Mr. Jefferson, vice president of academic affairs and dean of faculty at Davidson College, has been an academic for most of his time since 1990, when he earned his doctorate in economics, specializing in monetary economics and finance, at the University of Virginia. He was a professor of economics at Swarthmore College from 1997 to 2019 and spent a year as an economist with the monetary affairs division of the Fed’s board in the 1990s.
Her research has focused on labor markets and poverty, including a 2008 paper that examines the economic volatility faced by African-American families and female-headed households and its relationship to declining volatility. of economic production. In 2005, he analyzed the costs and benefits of policies that promote a “high-pressure economy” to stimulate tighter labor markets, arguing that the latter outweighed the former.
In a 2018 interview with a Minneapolis Fed publication, Jefferson spoke about the importance of including more diverse voices in policy-making roles. “When you’re a person who represents diversity and you’re engaged in the conversation, it changes the nature of the conversation. We have to be seated around the table,” he said. “I think it’s critically important for public policy that we hear voices that represent diversity.”

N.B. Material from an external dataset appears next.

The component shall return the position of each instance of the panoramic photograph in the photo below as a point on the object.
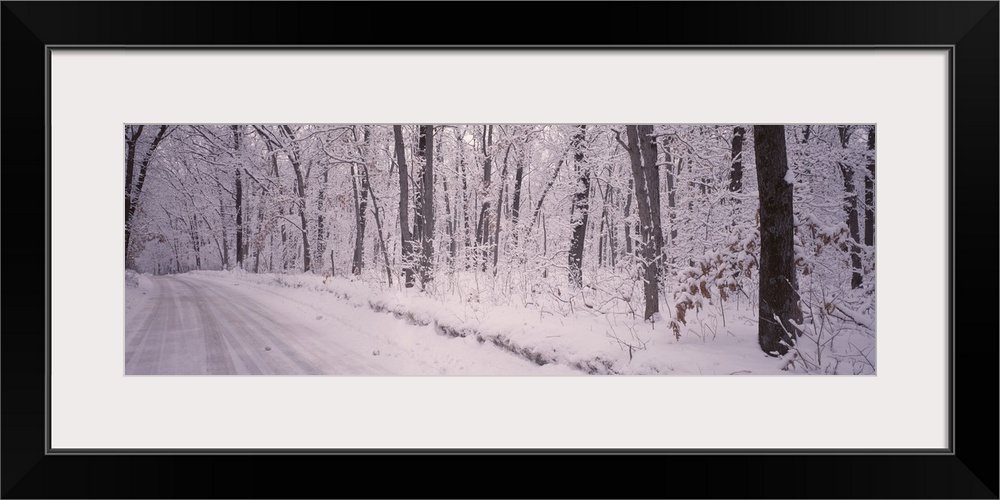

Ms. Cook previously served as a senior economist on the White House Council of Economic Advisers in the Obama administration. She holds a doctorate in economics from the University of California at Berkeley and bachelor’s degrees from Spelman College and the University of Oxford.
She wrote her doctoral thesis on the underdevelopment of the Russian banking system after the collapse of the Soviet Union, a feature she attributed to weak property rights.
Ms Cook voiced support for Mr Biden’s economic agenda at a recent Fed conference on gender and the economy. Asked at a November panel to identify three policies that would be most effective in tackling discrimination and lack of opportunity, Ms Cook cited childcare and support for the elderly, paid family leave and infrastructure. All are included either in the bipartisan infrastructure package signed into law in 2021 or in social spending and climate legislation that passed the House but is stalled in the Senate.
The Fed’s regulatory agenda should include tackling the rapid rise of cryptocurrencies and the question of how aggressively the central bank should pursue the adoption of a digital dollar.
Another issue is how banks should treat the treasury bills and deposits they hold at the central bank within the capital requirements known as the supplemental leverage ratio. The Fed allowed a temporary pandemic-related reprieve to expire on capital requirements last year, but promised to consider a broader overhaul of the treatment of the ultra-safe asset rule.
—Paul Kiernan contributed to this article.